Wiring a Balanced Microphone
to the TS-590S Unbalanced Microphone Input
Using a balanced microphone with a transceiver's
unbalanced audio input in the presence of RF fields can be a
challenging setup unless you pay close attention to both ends of
the microphone cable. Obviously, start with good quality
connectors and microphone cable that is suitable for balanced
line work. I get my connectors and balanced line mic cable at Parts Express and
have had very good luck using this very durable cable with
I would avoid cables that use spiral wound shielding or
aluminum wrap shielding with a carrier wire as it’s easily
damaged and not always reliable in the presence of an RF field.

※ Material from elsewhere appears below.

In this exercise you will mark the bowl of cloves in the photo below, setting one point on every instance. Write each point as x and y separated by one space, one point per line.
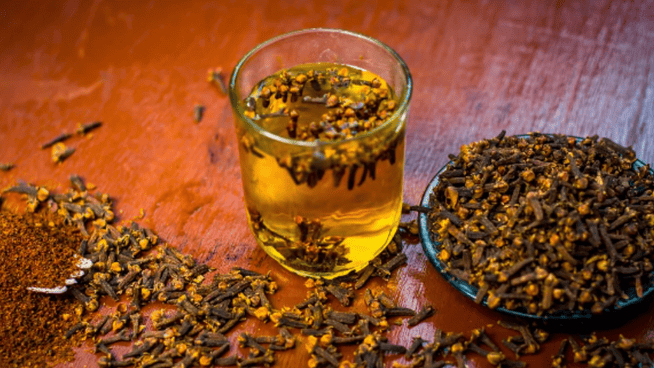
543 226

When connecting a balanced microphone to the unbalanced mic
input of the TS-590S keep in mind that the front panel
jack of the transceiver has two different grounds, one
specifically for audio, and another for establishing chassis
ground. With that in mind, when wiring up an 8 pin microphone
plug for use with a balanced microphone, observe the following:
Kenwood uses pin 7 as the MIC (-) that is terminated inside the
transceiver at the circuit board where the mic preamp is
located. Solder pin 7 of your 8 pin microphone plug to the
balanced lead you have selected for connection to Pin 3 of the
XLR connector on the other end of your cable that mates up with
your balanced microphone.
Kenwood connector pin 8 is the chassis ground of the TS-590S.

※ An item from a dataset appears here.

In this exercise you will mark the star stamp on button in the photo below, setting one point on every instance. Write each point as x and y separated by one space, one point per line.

Solder the shield of the balanced line microphone cable to pin 8
(the center pin) of your microphone plug. At the other end of
your cable, the shield should be soldered to pin 1 of the XLR
connector that mates up with your balanced microphone.

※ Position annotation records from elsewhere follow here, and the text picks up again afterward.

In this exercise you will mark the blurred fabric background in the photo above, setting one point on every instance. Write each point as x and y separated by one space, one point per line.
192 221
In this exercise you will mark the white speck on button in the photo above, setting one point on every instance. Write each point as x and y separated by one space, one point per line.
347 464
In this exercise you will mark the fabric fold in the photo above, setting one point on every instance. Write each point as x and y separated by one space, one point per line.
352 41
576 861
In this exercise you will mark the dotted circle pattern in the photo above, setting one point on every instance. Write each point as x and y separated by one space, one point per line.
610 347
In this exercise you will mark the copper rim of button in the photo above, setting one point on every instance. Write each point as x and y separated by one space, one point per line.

Kenwood connector pin 1 is the MIC (+) audio lead so select the
remaining balanced lead and solder it to pin 1 of the 8 pin
connector. At the other end of the cable, solder the MIC (+)
audio lead to XLR connector pin 2.
The last step is the most important as far as keeping RF out of
your transmit audio. At the XLR connector, solder a bare wire
from XLR pin 1 to XLR pin 3, and then solder that to the XLR
ground tab so the metallic XLR body will be bonded to pins 1 and
3. Bonding these three connections together at this point will
keep the RF voltage potential on the various grounds at zero at
the mic and will also guarantee that the metallic microphone
body is at the same potential as the 590S chassis. The balanced
twisted leads inside the wire will reject hum and RF and will be
further protected by the coaxial shield that is connected to the
590S chassis with continuity right to the microphone’s metal
The picture below is probably much clearer than all the wording
above. Note that this setup conforms to the industry standard
pin connections for XLR wiring.
To avoid adding another path for RF to enter the front mic
connector and also to keep things clean and simple, I elected to
use the PTT connection at the back panel REMOTE connector (pin
3) to control the TX/RX keying for voice operation. As long as
you have reasonable grounds at your station this should be
pretty much bullet-proof as far as keeping RF out of your
unbalanced transceiver’s microphone input.